Saturday, June 16, 2012
Understanding Panics and Stampedes
Since I am suffering from the effects of the current panic in TASE (generated by Europe's three year old on-out panic - it may be worthy to spend an hoour of this Saturday morning meditating on the phenomenon. How can it be that if everyone does what seems best to him in the market, the end result will be disaster for all. It is rational to buy when prices are increasing by the day, because profits can indeed be made. But the more people make that individually rational choice, the more irrational the whole thing becomes. It is like a stampede to an exit door in a fire. Each person's individual best choice is to get out as quickly as possible. But if you allow that psychological reality to play out, people will be trampled to death at the door. Moreover, the corpses will block everyone else from escaping. Panic is the worst behaviour for tghe collective and for the individual, yet it seems inevitable. Pic.: The Duisburg Stampede. 50 dead. Addendum: Why a system goes from a stable mood to the disorderly panic mood? Say I am a front raw hoplite in a battle. I look to my right and left and see that everybody is advancing steadily towards the enemy line. My best chance of survival is to go with the line and not to run away.
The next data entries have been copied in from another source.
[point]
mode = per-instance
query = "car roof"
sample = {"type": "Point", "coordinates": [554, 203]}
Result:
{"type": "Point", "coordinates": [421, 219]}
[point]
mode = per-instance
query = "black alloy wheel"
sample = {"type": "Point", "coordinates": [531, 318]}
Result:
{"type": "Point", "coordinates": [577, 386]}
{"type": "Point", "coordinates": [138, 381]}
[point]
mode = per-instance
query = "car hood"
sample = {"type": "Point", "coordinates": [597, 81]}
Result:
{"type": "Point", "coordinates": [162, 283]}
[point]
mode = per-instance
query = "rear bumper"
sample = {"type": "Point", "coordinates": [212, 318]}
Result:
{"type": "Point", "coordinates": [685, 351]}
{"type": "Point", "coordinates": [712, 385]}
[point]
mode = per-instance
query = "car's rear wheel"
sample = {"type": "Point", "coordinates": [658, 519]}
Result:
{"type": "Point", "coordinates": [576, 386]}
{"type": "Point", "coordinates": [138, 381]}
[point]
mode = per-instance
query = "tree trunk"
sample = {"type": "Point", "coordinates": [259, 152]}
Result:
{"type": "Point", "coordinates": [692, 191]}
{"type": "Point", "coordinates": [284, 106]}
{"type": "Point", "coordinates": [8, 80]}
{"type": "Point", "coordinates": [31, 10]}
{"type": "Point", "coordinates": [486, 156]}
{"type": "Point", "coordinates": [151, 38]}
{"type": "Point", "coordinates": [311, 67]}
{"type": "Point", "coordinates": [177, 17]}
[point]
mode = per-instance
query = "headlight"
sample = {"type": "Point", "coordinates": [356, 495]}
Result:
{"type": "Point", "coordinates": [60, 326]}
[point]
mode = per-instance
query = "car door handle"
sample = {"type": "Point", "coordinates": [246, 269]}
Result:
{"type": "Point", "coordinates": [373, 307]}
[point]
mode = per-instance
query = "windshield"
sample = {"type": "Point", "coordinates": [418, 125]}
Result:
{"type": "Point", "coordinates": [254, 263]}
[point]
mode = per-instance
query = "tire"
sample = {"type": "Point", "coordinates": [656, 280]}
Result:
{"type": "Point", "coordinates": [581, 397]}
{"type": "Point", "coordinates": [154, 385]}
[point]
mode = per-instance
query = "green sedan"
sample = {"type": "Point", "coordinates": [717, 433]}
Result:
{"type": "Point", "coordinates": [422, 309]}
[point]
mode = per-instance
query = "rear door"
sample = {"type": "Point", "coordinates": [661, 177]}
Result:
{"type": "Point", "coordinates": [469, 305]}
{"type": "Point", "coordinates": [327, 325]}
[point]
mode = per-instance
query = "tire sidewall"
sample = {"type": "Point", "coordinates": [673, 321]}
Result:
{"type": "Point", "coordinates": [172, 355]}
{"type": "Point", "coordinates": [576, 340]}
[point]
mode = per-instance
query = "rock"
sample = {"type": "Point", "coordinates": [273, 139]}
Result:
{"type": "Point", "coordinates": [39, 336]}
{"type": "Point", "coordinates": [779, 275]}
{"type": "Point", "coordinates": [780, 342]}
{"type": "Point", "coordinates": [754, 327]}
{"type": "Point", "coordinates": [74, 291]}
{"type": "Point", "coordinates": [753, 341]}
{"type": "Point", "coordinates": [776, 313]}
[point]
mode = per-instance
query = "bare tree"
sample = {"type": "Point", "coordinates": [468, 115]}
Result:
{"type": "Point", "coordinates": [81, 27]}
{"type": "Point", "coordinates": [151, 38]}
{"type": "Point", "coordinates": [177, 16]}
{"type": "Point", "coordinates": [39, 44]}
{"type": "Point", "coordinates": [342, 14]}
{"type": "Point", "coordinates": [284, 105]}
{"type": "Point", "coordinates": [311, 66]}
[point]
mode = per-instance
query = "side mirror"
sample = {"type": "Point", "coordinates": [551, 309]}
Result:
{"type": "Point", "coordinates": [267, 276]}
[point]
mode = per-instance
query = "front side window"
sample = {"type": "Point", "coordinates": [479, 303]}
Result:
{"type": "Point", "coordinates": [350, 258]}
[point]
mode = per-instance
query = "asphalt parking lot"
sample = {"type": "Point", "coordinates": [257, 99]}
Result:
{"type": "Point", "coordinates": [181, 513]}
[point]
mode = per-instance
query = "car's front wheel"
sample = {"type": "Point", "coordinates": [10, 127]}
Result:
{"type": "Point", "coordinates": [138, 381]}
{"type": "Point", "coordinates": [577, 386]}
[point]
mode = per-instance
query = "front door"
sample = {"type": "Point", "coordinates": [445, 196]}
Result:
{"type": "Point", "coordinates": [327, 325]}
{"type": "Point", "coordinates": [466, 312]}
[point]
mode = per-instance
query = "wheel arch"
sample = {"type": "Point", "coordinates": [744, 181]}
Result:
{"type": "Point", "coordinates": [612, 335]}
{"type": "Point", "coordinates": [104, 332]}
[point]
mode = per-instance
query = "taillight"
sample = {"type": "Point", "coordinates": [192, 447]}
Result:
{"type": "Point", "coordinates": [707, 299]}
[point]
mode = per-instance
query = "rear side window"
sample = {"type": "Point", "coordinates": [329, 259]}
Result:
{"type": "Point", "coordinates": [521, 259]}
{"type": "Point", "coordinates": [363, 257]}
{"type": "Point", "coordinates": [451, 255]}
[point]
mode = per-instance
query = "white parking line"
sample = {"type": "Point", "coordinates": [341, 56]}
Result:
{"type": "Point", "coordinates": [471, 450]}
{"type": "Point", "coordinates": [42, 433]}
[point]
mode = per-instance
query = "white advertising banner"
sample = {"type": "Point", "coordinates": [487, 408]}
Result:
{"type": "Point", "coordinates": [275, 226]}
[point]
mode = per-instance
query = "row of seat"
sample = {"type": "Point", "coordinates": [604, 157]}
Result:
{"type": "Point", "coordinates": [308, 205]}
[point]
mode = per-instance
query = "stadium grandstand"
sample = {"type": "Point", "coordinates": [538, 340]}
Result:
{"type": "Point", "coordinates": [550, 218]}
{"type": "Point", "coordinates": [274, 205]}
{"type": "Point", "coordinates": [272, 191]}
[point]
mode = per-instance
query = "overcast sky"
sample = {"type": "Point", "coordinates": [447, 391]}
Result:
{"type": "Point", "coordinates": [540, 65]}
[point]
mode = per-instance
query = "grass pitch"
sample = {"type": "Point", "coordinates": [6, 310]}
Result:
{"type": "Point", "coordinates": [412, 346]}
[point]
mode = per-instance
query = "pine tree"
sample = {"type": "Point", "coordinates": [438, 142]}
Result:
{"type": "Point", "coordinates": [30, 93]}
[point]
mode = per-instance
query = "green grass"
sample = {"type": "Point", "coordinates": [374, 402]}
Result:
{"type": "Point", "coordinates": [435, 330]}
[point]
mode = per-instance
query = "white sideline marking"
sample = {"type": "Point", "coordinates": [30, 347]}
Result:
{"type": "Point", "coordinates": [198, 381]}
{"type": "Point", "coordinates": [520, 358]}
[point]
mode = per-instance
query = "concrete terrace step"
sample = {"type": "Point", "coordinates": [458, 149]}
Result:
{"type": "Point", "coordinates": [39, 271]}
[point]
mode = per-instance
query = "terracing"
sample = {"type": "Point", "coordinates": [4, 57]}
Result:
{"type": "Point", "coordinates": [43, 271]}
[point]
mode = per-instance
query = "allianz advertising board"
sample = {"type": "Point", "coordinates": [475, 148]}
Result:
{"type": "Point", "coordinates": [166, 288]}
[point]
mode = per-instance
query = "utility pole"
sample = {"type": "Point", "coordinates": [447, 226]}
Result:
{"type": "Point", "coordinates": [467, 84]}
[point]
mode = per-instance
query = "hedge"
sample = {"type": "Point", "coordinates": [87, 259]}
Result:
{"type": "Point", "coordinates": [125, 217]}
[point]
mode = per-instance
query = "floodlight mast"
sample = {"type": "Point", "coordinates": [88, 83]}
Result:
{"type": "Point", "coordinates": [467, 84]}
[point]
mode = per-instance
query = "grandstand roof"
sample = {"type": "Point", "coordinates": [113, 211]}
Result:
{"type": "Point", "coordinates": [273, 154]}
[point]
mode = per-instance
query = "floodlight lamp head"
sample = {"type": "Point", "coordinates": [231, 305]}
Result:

When I see disorder to my side and people running frantically from the enemy, I dont know exactly what is happening but the signal is clear and from that point everybody may be running away and the last one to run away will be captured and killed. From the instant of collapse the optimal behaviour is panic. As a corollarium, the leader must be always alert to signs of panic and he must kill it before it has time to go viral. The same in the bourse: when there is a selling panic, it can be stopped and reversed by a large buyer.